Reducing costs, improving patient experience top of mind for health system leaders: survey

Healthcare margins are continuing to shrink as the industry experiences changing payment models, rising labor costs, aging baby boomers and an uncertain regulatory environment. Health systems are feeling the pressure, and healthcare executive leaders are keenly focused on reducing costs in 2019, according to a survey from Porter Research.

For the survey, which was commissioned by SAP, Porter Research polled 100 healthcare chief executive officers, chief financial officers and chief information officers about the top challenges facing their health systems and how they plan to prioritize new technology investments over the next three years.

The survey gathered input from health executives and finance leaders from 98 organizations across the country. Participants included 71% C-level leaders, including CEOs, CFOs and CIOs, and 29% vice presidents and directors across finance, administration and operations teams. The participants were from acute care hospitals and integrated delivery networks with over 300 beds.

The survey findings indicate that two issues are top of mind for healthcare executives in 2019—addressing the cost pressures resulting from declining reimbursements and enhancing the patient experience as consumerism continues to intensify.

RELATED: Moody's report shows trouble on horizon with 'unsustainable path' for nonprofit hospitals

Healthcare executives identified declining reimbursement (62%), the patient experience (53%), maintaining and upgrading IT (48%), and cybersecurity (46%) as the top challenges facing their health systems.
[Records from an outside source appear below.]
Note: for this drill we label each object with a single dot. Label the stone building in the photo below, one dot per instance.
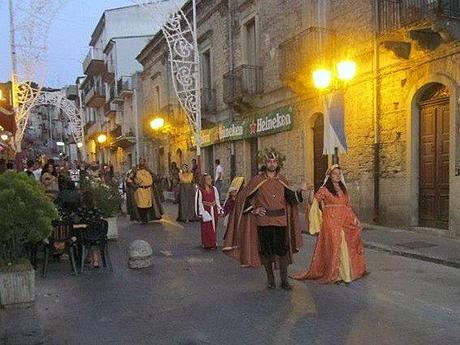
(401, 109)
(110, 70)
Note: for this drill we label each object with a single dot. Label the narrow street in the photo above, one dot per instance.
(194, 297)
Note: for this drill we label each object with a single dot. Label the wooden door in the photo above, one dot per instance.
(320, 163)
(434, 164)
(254, 150)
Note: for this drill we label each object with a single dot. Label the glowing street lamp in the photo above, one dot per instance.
(102, 138)
(346, 70)
(157, 123)
(322, 78)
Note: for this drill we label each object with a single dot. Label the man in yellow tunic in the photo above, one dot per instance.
(144, 195)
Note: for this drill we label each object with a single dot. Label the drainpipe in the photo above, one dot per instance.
(231, 63)
(376, 146)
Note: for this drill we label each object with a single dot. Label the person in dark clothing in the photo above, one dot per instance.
(30, 168)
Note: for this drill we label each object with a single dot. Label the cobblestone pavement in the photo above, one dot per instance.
(192, 297)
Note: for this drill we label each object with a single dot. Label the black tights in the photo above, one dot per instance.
(143, 214)
(267, 261)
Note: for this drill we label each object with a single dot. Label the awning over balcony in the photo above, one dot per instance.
(123, 141)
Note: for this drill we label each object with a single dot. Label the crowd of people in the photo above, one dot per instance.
(261, 218)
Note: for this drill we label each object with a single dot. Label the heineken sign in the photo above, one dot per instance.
(273, 122)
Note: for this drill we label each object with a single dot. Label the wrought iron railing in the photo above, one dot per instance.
(396, 14)
(124, 84)
(314, 45)
(208, 100)
(245, 80)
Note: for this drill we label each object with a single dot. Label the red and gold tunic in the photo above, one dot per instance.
(271, 196)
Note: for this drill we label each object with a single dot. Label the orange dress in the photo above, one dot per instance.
(339, 253)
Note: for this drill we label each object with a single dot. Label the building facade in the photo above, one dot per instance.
(400, 110)
(110, 71)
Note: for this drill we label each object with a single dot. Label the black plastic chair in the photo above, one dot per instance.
(95, 235)
(62, 232)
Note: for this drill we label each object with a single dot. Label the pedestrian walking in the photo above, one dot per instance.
(30, 167)
(146, 201)
(195, 171)
(186, 210)
(37, 170)
(230, 200)
(264, 226)
(339, 253)
(49, 181)
(208, 209)
(218, 177)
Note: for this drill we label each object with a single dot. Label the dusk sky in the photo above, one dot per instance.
(68, 38)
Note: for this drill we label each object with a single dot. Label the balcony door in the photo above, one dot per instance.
(206, 78)
(434, 158)
(251, 43)
(320, 162)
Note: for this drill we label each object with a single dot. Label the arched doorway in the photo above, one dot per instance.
(320, 161)
(434, 157)
(179, 157)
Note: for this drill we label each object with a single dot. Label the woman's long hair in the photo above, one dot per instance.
(202, 183)
(330, 187)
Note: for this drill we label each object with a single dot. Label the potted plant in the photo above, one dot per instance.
(25, 218)
(108, 199)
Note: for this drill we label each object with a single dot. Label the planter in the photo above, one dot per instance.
(17, 284)
(113, 228)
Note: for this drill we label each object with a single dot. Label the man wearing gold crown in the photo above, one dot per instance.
(263, 228)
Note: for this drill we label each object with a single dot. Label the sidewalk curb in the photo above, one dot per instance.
(410, 254)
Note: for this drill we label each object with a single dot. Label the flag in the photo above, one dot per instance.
(334, 131)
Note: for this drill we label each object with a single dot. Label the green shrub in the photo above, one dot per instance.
(26, 214)
(107, 198)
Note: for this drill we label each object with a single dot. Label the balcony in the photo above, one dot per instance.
(94, 62)
(301, 53)
(125, 87)
(95, 97)
(428, 22)
(108, 75)
(71, 92)
(110, 109)
(241, 84)
(208, 101)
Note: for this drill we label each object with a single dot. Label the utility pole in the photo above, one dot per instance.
(198, 88)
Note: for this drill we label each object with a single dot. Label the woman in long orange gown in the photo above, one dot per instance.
(339, 254)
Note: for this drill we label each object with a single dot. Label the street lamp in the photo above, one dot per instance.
(157, 123)
(102, 138)
(345, 71)
(334, 82)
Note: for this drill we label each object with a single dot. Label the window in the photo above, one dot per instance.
(206, 69)
(251, 42)
(156, 98)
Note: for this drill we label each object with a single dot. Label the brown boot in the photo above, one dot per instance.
(267, 261)
(284, 263)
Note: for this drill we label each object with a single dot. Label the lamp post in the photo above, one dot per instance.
(102, 139)
(331, 81)
(181, 36)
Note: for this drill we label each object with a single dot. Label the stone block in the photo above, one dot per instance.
(140, 254)
(17, 287)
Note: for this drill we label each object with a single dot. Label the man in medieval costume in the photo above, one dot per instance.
(143, 202)
(186, 209)
(264, 226)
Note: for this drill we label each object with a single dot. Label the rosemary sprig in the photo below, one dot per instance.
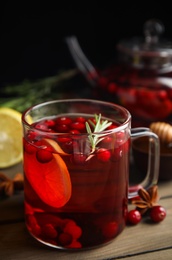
(98, 127)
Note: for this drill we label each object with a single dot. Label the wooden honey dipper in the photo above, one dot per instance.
(163, 131)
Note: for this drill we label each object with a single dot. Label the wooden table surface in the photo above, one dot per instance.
(143, 241)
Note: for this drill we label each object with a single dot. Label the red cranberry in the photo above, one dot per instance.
(61, 128)
(72, 229)
(134, 217)
(103, 155)
(80, 119)
(44, 156)
(157, 213)
(63, 121)
(80, 126)
(29, 148)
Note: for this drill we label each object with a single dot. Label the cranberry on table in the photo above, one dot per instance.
(134, 217)
(157, 213)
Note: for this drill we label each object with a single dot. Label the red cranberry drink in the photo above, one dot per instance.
(76, 161)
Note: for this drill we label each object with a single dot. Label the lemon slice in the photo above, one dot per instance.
(11, 151)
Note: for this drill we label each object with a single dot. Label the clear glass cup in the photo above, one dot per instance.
(76, 176)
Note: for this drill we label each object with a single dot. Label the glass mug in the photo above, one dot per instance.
(76, 171)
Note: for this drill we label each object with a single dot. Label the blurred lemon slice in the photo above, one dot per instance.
(11, 151)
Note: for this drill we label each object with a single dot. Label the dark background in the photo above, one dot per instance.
(32, 35)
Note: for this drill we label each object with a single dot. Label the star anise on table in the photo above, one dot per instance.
(9, 186)
(146, 199)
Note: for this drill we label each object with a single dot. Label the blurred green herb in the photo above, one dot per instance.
(27, 93)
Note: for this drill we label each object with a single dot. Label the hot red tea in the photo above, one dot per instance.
(76, 182)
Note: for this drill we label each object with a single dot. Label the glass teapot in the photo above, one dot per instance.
(141, 77)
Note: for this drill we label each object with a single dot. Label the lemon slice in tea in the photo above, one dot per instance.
(10, 137)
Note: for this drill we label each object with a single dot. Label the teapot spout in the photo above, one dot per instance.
(81, 61)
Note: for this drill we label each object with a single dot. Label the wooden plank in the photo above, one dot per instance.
(165, 254)
(16, 243)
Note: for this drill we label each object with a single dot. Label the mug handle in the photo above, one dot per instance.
(152, 175)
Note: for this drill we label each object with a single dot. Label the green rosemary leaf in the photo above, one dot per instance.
(98, 128)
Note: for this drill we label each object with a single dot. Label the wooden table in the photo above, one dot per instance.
(143, 241)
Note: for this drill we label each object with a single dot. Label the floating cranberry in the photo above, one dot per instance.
(63, 121)
(72, 229)
(80, 119)
(61, 128)
(103, 155)
(29, 148)
(157, 213)
(42, 126)
(134, 217)
(78, 126)
(44, 156)
(74, 132)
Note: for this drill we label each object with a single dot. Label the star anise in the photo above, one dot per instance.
(147, 199)
(9, 186)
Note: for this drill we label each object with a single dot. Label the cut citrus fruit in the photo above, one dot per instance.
(10, 137)
(51, 181)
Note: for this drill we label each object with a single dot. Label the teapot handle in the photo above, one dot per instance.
(81, 61)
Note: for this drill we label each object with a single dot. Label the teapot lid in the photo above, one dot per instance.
(150, 50)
Healthcare executives also acknowledged that key initiatives required to reduce costs and improve the patient experience include identifying and scaling operational efficiencies, enabling interoperability, increasing visibility into data across the enterprise, and improving patient engagement, the survey said.

When asked what will have the greatest impact on reducing costs or increasing revenue, respondents pointed towards visibility into and integration of clinical and financial data. Thirty-seven percent of healthcare finance leaders said technology will support improving efficiencies to reduce costs. The right technology can help with data mining with legacy systems to efficiently and accurately obtain information, the survey said.

RELATED: Morgan Stanley: Nearly 1 in 10 hospitals at risk for closure

Many healthcare executives recognize that interoperability is the foundation for implementing tools, such as AI and machine learning, which will enable the ability to automate, refine and improve healthcare operational processes and clinical workflows.

Healthcare executives envision that the integration and visibility of clinical and financial data will help to improve resource capacity and productivity with a reduction in clinical practice variation, and also reduce scheduling bottlenecks with predictive staffing models, according to the survey. Other benefits include identifying enterprisewide readmission risks, leveraging point-of-care analytics and providing visibility of the enterprisewide revenue cycle.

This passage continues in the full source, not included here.